2019年6月12日水曜日

MMTは「不都合な真実」だ

MMTは、最近になって米国で注目され始めたことから、日本でも議論が盛んになり、政府・マスコミが火消しに追われている状況だ。なぜなら「MMTは不都合な真実」だからである。

MMT(現代貨幣理論)と言えば、マスコミはすぐに「カネを無限に発行できる」「借金はいくらあっても問題ない」という極論を取り上げて、これがMMTだという。しかし、そんな極端な話ではなく、MMT(現代貨幣理論)の基本は、現代のおカネの仕組みを正しく理解することに大きな意味があり、その説明は、会計の基本原則である、「バランスシート」によって、まったくもって、正しいことが明白だ。

つまり、「現代の貨幣は、すべて銀行からの借金によって作られる」
という、「不都合な真実」である。

これは、これまで政府やマスコミが説明してきたしくみとは、まったく異なっている。例えば、財務省の説明に「国債は国民の貯蓄によって買い支えられているので、国債が増えると買い支えられなくなる」というものがある。しかし、実際には、国民の貯蓄によって国債が買い支えられているのではなく、「国債を発行することで、国民の貯蓄が成り立っている」のである。これは、バランスシートの動きからみて明らかであり、しかも最近の国会でも「日銀がこれを認めている」のである。

なぜなら、「現代の貨幣はすべて銀行からの借金によって作られる」からである(硬貨を除く)。

これは、財政再建と称して、消費増税を企む財務省と、そのとりまき政治家にとっては、非常に「不都合な真実」であり、この火消しにやっきになるのは、当然であろう。なぜなら、財務省が嘘つきであることが明らかになり、同時に、財政再建の理屈がひとつが、失われるからである。
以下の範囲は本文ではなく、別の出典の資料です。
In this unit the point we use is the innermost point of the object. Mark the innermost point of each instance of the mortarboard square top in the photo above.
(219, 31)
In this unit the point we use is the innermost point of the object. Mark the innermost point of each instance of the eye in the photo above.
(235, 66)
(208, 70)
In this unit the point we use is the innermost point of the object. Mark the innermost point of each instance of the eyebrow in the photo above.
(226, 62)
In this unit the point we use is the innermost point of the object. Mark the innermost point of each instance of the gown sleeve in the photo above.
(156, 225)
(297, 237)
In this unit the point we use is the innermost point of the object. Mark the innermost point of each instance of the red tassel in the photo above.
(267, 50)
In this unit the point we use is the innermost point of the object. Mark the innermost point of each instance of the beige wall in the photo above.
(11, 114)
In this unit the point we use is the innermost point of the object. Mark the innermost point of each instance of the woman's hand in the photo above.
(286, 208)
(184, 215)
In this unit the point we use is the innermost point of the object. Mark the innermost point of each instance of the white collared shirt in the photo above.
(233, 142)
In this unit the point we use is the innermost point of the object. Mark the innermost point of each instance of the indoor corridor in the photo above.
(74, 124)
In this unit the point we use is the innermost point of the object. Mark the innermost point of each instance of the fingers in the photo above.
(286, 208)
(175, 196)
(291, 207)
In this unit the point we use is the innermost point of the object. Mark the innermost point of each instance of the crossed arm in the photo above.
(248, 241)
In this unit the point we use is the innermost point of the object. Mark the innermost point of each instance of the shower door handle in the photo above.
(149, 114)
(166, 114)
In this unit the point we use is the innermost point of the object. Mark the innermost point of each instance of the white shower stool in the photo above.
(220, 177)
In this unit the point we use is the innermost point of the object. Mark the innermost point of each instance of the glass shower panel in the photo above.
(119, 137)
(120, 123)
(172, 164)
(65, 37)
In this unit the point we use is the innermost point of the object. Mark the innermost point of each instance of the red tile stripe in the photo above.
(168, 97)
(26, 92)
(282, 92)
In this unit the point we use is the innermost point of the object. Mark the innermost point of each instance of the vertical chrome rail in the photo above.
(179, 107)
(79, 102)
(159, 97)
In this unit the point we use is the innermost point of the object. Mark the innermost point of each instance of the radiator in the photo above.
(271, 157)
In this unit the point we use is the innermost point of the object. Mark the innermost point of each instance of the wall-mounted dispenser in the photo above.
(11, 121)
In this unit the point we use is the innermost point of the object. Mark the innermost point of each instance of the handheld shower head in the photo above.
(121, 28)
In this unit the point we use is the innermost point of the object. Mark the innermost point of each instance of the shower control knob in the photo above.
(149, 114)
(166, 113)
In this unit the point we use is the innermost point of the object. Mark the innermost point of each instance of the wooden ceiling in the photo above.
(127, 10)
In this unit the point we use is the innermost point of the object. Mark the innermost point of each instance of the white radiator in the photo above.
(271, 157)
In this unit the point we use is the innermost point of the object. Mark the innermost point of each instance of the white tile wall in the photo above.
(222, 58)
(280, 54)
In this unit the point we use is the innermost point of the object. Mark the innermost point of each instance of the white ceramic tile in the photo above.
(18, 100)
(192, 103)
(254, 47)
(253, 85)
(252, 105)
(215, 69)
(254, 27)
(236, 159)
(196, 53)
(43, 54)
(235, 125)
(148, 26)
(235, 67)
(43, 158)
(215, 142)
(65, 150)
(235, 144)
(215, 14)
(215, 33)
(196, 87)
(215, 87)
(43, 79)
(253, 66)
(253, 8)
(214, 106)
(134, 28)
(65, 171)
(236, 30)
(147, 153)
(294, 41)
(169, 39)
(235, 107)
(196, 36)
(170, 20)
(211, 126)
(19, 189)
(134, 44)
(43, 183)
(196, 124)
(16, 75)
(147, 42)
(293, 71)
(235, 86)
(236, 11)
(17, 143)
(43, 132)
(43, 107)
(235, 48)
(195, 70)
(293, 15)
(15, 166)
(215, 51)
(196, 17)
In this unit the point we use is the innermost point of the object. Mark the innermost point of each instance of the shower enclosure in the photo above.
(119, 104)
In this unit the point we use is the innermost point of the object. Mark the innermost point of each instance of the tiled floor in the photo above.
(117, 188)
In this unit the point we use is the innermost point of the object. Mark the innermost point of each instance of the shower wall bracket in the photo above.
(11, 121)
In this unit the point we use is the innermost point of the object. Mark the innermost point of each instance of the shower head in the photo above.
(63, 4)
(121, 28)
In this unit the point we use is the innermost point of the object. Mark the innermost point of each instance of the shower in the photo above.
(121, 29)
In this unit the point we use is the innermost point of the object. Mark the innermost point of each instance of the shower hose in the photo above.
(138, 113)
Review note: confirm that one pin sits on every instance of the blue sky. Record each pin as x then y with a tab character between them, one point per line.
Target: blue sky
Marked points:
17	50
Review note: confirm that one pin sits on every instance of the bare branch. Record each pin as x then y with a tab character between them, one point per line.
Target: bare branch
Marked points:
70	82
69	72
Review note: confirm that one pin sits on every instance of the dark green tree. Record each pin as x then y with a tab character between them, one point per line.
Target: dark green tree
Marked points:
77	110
さらに、貨幣の正しい理解に基づけば、デフレ(あるいは低インフレ)の状況において、財政再建、すなわち国債の発行残高を減らすことは、デフレを悪化させることに直結することが理解されるからだ。

つまり、現代の貨幣はすべて借金から作られているのだから、もし、政府の借金を減らせば、その分だけ、世の中のおカネが消えて無くなることを意味する。安倍首相も「デフレは貨幣現象である」と発言していたはずであり、つまり、財政再建がデフレを悪化させるものであることは、百も承知のはずである。

つまり、本年10月に予定されている消費税の増税は、デフレ脱却に向けて、まさに「逆噴射全開」となる。MMTによって、おカネの正しい仕組みが理解されるなら、本年10月の消費増税を延期することは、あまりに当然の結論になる。これは財務省にとって「まことに不都合な真実」に他ならない。

MMTは、政府、与党、増税議員、御用学者にとって「不都合な真実」であり、これを、やっきになって火消ししているのが、現状なのである。